Его звали Нерон, и это было только самое начало.
Повторяю, он был рыжий.
Странный этот цвет достается немногим. Рыжие бывают клоуны. Рыжих не жалуют. Их дразнят рыжими. Но отчего-то женщины более всего любят красить волосы во все оттенки этого цвета: от нарядного, похожего на спелую рожь, как на картинах венецианских мастеров, до тяжелого медного. Рыжие умны и талантливы. Может, потому женщинам так хочется выделиться яркой головкой?
Публика в театре уже собралась. Чтобы походить на императора, многие были выкрашены красной хной. Явились знатные вельможи в праздничных белоснежных тогах, сандалиях из воловьей кожи, с венками на головах, и заняли лучшие ложи; матроны в шелковых платьях, затканных драгоценностями, привели свои семейства целиком, включая также нарядно одетых малых детей, пусть и те, едва из пеленок, приобщаются к прекрасному, тогда из них смогут выйти достойные продолжатели достойных римских традиций; некоторые из матрон были беременны, считалось, что прекрасное полезно и для зародышей во чреве; там, где им положено, разместились римские гетеры, скорее раздетые, нежели разодетые, так что их соблазнительные груди колыхались не столько под тонкими, дразнящими хитонами, сколько над ними; простой люд в домотканой холщовой, однако чисто выстиранной одежде, оттесненный на самые неудобные места, не роптал, а был рад и тому, что, как и знати, так и ему будет показано одно и то же, и в этом было торжество республиканской демократии, внедрявшейся хоть и самим императором, но как бы на место имперских привычек. Таков был ход событий.
События развивались так, а не иначе, и лучшим подтверждением тому, а может быть, и движителем было личное поведение императора.
Это он сегодня будет развлекать публику.
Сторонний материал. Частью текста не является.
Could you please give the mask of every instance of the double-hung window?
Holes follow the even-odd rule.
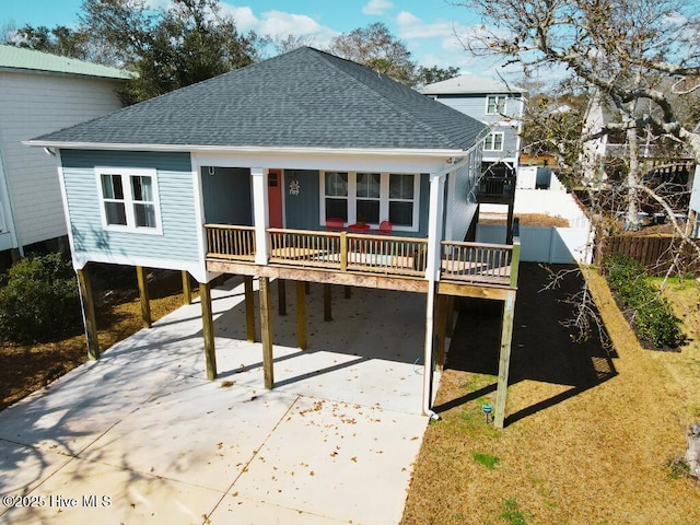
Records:
[[[487,115],[505,115],[505,95],[488,95],[486,97]]]
[[[97,167],[95,172],[105,229],[162,233],[155,170]]]
[[[483,139],[483,151],[503,151],[503,132],[493,131]]]
[[[338,217],[348,224],[363,222],[378,228],[392,222],[395,230],[419,229],[420,175],[413,173],[324,172],[320,222]]]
Он будет петь. Не единственный. Не один над. Один из. Возможно, в финале конкурса он станет одним-единственным, кто окажется над. Однако это выяснится именно в процессе конкурса, то есть путем демократического соревнования, в котором ни платье, ни лавровый золотой венок, ни другие знаки императорского величия не будут иметь никакого значения. Только голос. На равных. Как у этого певца, так и у того. Потому никаких императорских знаков. Простая тога, простая кифара в руках. Или театральный костюм, если это нужно по ходу дела для участия в оперном спектакле. Такой же, как у других. Только голос.
Рыжий от природы, еще не начавший плешиветь, с всклокоченными кудрями, с желваками, ходившими ходуном, он прятался от всех за занавесками, разделявшими участников. У него схватило живот. Он перегнулся через собственные руки, вмяв их в тело под пупком так, чтоб унять боль, она не унималась, разрывала кишки. Видимо, с вечера вчера и с утра сегодня он перепил сырых яиц. Он глотал сырые яйца, желая, чтобы голос звучал чище и сильнее. Он готов был глотать змеиный яд, если б знал, что средство поможет голосу. Но это чисто теоретически. Вообще. Практически, сейчас, он бросился на мраморный пол и катался по нему, рыча, как зверь, от острых колик. Горшок, принесите мне горшок, вдруг завопил он, чувствуя, что боль становится невыносимой и, одновременно, что вот-вот он испытает облегчение, дав исторгнуться испорченному содержимому желудка через рот или/и через прямо противоположное отверстие. В то же мгновенье из-за занавески протянулась рука с золоченым горшком. Шпионы, соглядатаи, прохрипел рыжий, вам бы только подслушивать да подсматривать. Он был несправедлив в эту минуту. За ним, действительно, следил с десяток пар блестящих глаз, и если б явилась на то уж слишком нештатная необходимость, они обнаружили бы себя и свою заботу о нем, но горе им, обнаружь они это.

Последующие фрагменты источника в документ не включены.